Un partenariat sportif aux accents de santé publique
En dévoilant son alliance avec le groupe Danone, la Confédération africaine de football (CAF) inscrit résolument les éditions 2024 et 2025 de la Coupe d’Afrique des nations dans une perspective de santé publique. Le protocole d’accord prévoit la distribution de produits laitiers à plus de dix mille volontaires, cinq mille journalistes, ainsi qu’aux officiels et athlètes. L’opération, chiffrée à plusieurs millions d’unités, se veut une réponse pragmatique aux carences en calcium et en protéines repérées par de nombreuses études de terrain, particulièrement chez les adolescentes vivant en milieu urbain précaire.
Le football, laboratoire d’une diplomatie nutritionnelle
Depuis une décennie, la CAF s’emploie à transformer ses compétitions en vitrines de politiques sociales. Après les campagnes dédiées au dépistage du VIH ou à la lutte contre le paludisme, l’institution panafricaine joue aujourd’hui la carte de la diplomatie nutritionnelle. Selon le président Patrice Motsepe, « l’imaginaire fédérateur du football offre un canal unique pour ancrer des messages de prévention auprès des publics féminins souvent sous-ciblés par les dispositifs classiques ». La logique est limpide : capitaliser sur la caisse de résonance médiatique du sport afin de modifier les comportements alimentaires, sans heurter les équilibres politiques nationaux.

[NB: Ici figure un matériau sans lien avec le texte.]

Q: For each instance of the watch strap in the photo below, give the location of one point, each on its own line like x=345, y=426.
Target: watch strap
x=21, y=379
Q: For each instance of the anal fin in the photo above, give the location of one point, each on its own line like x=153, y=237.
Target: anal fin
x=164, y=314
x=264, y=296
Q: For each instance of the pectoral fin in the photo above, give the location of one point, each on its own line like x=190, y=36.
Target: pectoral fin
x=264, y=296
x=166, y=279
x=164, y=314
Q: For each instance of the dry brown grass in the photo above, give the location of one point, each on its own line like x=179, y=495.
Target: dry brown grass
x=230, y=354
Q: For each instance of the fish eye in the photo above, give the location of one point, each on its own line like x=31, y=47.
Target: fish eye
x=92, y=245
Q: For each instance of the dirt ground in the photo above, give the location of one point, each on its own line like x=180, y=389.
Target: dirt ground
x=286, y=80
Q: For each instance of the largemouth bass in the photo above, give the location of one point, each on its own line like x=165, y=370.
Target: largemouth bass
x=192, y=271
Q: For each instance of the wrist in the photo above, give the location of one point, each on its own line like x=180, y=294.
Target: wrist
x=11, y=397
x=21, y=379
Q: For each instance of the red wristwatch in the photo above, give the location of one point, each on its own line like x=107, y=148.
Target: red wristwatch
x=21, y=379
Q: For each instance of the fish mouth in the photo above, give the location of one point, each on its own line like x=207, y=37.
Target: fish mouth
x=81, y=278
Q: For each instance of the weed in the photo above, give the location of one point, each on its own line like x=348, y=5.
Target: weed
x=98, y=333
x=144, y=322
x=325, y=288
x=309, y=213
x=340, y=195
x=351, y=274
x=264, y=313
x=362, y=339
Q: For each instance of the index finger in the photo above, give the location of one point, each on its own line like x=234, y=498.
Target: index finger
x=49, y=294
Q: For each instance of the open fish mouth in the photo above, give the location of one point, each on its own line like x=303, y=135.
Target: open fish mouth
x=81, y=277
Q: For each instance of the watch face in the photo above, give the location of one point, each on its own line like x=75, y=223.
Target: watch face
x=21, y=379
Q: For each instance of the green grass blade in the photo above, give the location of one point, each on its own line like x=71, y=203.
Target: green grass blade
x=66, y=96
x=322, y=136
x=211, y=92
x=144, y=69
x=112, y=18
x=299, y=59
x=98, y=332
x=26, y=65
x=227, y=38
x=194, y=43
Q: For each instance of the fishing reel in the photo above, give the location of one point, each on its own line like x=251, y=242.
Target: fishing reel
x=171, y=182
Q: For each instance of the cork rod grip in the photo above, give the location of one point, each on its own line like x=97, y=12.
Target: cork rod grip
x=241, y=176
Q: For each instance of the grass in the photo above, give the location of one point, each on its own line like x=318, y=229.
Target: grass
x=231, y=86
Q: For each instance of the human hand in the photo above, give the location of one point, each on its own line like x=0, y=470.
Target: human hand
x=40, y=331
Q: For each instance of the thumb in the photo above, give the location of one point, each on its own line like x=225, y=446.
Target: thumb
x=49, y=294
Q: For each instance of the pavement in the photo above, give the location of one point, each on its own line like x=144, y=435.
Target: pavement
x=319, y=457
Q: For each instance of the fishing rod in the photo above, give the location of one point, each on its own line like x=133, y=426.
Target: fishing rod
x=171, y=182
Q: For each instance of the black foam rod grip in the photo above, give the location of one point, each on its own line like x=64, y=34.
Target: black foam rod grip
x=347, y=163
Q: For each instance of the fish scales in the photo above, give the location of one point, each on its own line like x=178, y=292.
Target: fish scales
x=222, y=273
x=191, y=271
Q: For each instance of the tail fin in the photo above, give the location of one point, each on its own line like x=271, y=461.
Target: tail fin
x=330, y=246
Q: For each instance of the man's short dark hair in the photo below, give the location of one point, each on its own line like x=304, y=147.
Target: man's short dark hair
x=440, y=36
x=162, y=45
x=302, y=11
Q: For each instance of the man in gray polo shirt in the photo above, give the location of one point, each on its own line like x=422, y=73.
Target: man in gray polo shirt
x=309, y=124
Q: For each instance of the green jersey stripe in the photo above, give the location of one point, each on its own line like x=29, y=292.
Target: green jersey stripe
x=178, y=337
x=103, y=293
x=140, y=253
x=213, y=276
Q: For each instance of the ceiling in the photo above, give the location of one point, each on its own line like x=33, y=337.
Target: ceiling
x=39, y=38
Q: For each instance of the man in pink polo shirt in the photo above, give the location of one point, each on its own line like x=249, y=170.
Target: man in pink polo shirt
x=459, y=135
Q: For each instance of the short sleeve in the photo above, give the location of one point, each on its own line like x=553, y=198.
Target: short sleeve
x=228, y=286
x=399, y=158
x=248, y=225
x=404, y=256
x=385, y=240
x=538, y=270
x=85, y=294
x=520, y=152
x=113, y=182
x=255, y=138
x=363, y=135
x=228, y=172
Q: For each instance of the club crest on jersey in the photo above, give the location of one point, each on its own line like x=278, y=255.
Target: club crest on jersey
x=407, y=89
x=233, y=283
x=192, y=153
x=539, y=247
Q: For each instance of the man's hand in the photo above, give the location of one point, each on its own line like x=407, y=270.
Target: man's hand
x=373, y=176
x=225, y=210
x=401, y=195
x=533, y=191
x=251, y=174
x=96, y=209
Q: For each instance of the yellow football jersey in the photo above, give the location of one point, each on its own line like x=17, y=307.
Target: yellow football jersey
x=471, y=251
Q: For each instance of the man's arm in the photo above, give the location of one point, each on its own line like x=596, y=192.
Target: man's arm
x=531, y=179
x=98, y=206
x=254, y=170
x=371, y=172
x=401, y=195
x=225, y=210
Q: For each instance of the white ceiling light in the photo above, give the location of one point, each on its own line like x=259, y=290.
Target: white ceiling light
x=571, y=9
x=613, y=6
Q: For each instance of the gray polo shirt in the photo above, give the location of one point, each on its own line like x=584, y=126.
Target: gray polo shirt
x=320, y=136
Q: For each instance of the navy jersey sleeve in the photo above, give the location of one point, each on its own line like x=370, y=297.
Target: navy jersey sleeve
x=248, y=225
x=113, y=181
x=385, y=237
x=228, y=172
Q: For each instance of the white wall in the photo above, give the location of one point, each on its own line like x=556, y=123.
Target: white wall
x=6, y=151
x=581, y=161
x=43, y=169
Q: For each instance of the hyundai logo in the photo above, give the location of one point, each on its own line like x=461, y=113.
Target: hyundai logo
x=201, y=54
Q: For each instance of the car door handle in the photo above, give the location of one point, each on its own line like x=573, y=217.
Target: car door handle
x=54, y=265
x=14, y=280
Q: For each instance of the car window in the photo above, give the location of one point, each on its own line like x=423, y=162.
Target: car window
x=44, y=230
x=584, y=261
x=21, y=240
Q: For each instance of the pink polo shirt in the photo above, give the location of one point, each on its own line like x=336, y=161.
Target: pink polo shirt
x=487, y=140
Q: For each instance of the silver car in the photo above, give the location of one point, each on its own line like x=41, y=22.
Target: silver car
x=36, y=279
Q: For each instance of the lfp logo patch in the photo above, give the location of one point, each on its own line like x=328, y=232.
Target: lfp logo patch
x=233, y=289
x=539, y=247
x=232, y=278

L’éducation nutritionnelle au cœur des stades et des écoles
Au-delà de la distribution de yaourts, le projet inclut un volet pédagogique articulé autour du Championnat scolaire africain. Des kits éducatifs, élaborés par des diététiciens et sociologues de la santé, seront déployés dans plusieurs centaines d’établissements primaires et secondaires. Les modules insistent sur l’importance d’une alimentation diversifiée, l’hydratation et l’activité physique régulière. Le choix de cibler les élèves, et notamment les filles, répond à un constat récurrent : en Afrique subsaharienne, la transition nutritionnelle s’accompagne d’une hausse simultanée de la sous-nutrition et de l’obésité, phénomène accentué par les stéréotypes de genre attribuant la préparation des repas aux femmes sans pour autant leur garantir l’accès aux nutriments de qualité.
Genre et nutrition : vers une démocratisation des pratiques saines
Les organisations de défense des droits des femmes saluent la place accordée aux jeunes filles dans l’architecture du programme. À Brazzaville, la sociologue Élise Ngolou estime que « privilégier l’adolescente comme actrice et non simple bénéficiaire de la chaîne alimentaire encourage son empowerment nutritionnel ». Les animateurs seront formés à déconstruire certaines normes culturelles, par exemple l’idée selon laquelle la part la plus protéinée du repas reviendrait traditionnellement aux garçons. Ce recentrage s’inscrit dans les objectifs de développement durable, notamment la cible 2.2 visant à mettre fin à toutes les formes de malnutrition d’ici 2030.
Un levier économique pour les laiteries locales
Sur le plan industriel, l’accord ouvre des perspectives aux unités de transformation laitière implantées au Bénin, en Côte d’Ivoire ou encore au Sénégal. Danone s’appuie sur son réseau de sous-traitants pour garantir une chaîne d’approvisionnement courte et conforme aux normes sanitaires de la CAF. Cette stratégie, qui conjugue responsabilité sociale et recherche de compétitivité, devrait stimuler l’emploi féminin dans les secteurs du conditionnement et de la distribution, traditionnellement pourvoyeurs d’emplois informels pour les mères de famille.
Mesurer l’impact : entre indicateurs et prudence analytique
Si les intentions affichées paraissent louables, les spécialistes de la santé communautaire rappellent que l’efficacité d’une telle opération dépendra d’indicateurs rigoureux. Taux de prévalence de l’anémie chez les adolescentes, évolution de l’indice de masse corporelle ou encore perception des produits laitiers au sein des ménages : autant de variables qu’il conviendra de documenter avant, pendant et après les compétitions. L’universitaire togolaise Adjoa Lawson prévient qu’« une initiative ponctuelle, sans inscription dans les politiques nationales de protection sociale, risque de se dissoudre dans le brouhaha médiatique ».
Vers un héritage sociétal durable
À l’heure où le continent se projette vers les CAN 2024 et 2025, le tandem CAF-Danone propose une feuille de route qui dépasse le strict cadre du terrain vert. En articulant nutrition, éducation et inclusion des femmes, l’initiative pourrait contribuer à inscrire le football dans une dynamique de changement social pérenne. Encore faudra-t-il que les acteurs nationaux, pouvoirs publics compris, accompagnent la démarche par des programmes de suivi adaptés et un financement à long terme. Autrement dit, faire du yaourt un symbole de cohésion citoyenne plutôt qu’un simple encas consommé sous les projecteurs.